Kiedy nasze ostrza się zablokowały - jedna z nas musiała ustąpić, ale żadna tego nie zrobiła. Kimberly spojrzała na mnie uważnie i ponownie się uśmiechnęła.


- Zabiłam ją - oświadczyła z dumą.


Dałam się jej rozkojarzyć. Od razu to wykorzystała i uwolniła miecz. Zadawał szybsze ciosy, a ja starałam się je blokować. Narastała we mnie złość, a zamiast przekierować ją na siłę, osłabiała mnie. Przegrywałam, ale dlaczego miałam się tym przejmować, skoro już nie miałam o co walczyć?
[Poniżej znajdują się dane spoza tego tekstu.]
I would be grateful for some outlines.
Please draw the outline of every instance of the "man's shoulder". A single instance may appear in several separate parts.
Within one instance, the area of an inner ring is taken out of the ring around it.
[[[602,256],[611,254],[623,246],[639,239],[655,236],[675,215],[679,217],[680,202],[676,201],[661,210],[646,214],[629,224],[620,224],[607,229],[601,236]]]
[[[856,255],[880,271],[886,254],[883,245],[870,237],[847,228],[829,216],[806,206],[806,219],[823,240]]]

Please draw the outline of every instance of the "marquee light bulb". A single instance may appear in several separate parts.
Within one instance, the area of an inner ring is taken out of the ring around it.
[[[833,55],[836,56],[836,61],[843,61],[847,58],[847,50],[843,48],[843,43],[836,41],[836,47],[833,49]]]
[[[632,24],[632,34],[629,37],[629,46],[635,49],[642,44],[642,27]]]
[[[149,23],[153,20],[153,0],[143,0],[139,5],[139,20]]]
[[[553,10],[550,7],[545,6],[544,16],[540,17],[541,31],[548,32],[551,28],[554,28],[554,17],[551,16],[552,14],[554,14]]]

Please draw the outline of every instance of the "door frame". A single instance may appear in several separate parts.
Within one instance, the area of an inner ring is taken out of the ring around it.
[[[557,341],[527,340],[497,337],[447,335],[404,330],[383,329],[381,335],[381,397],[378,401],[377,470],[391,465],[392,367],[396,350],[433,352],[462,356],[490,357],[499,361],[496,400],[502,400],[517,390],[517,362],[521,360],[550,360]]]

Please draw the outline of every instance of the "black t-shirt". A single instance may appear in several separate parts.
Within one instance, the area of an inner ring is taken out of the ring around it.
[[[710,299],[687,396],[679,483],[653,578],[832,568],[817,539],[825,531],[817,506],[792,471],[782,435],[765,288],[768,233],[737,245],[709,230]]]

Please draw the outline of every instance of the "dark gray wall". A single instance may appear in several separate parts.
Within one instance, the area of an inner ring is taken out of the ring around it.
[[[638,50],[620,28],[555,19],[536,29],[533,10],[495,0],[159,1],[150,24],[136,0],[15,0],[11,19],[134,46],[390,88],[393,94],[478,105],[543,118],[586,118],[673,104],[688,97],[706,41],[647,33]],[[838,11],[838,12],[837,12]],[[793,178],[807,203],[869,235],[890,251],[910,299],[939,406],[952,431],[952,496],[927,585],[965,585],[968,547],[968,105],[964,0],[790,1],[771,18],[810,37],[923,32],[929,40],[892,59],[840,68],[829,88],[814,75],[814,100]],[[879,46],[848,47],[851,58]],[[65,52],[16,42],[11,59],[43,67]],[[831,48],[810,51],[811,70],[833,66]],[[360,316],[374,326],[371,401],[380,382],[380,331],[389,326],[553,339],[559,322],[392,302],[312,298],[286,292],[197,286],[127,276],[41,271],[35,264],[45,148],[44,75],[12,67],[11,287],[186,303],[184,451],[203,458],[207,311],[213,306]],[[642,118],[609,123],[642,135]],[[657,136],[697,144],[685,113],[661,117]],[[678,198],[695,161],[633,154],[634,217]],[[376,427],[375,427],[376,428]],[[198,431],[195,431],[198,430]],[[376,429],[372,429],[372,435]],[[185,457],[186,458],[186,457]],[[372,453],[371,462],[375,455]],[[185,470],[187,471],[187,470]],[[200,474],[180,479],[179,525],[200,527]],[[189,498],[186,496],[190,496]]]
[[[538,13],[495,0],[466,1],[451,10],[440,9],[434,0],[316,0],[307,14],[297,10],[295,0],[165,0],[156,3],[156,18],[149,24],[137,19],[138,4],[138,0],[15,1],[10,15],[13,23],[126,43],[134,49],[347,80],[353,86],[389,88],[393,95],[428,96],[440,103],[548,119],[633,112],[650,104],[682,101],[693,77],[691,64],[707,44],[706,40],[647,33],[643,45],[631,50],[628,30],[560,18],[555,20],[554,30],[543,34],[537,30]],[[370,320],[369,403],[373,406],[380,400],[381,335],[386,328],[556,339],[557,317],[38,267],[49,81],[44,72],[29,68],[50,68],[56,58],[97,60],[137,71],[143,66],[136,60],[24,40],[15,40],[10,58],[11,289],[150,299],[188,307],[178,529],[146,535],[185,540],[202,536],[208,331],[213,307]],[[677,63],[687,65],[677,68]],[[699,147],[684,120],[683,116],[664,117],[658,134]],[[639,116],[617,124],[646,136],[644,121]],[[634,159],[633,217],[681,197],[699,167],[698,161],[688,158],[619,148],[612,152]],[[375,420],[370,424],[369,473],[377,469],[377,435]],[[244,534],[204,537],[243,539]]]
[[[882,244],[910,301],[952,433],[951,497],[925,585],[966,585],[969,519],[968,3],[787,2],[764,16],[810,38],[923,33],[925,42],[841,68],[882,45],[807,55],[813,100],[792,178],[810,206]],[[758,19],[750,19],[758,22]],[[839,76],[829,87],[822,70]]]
Popełniłam kolejny błąd. Kimberly złapała mnie za nadgarstek i obróciła mnie tak, że stała przyciśnięta do moich pleców, a miecz był przy moim gardle. Nadal trzymałam swój miecz, ale lewą ręką starałam się wyciągnąć sztylet. Był na tyle długi, że gdybym przebiła sobie nim serce, Kimberly również by oberwała. Byłam gotowa się poświęcić.


- Uspokój się, Adrianno - usłyszałam tuż przy uchu. To nie był głos Kimberly, tylko Kola. Tak naprawdę nigdy jej tu nie było.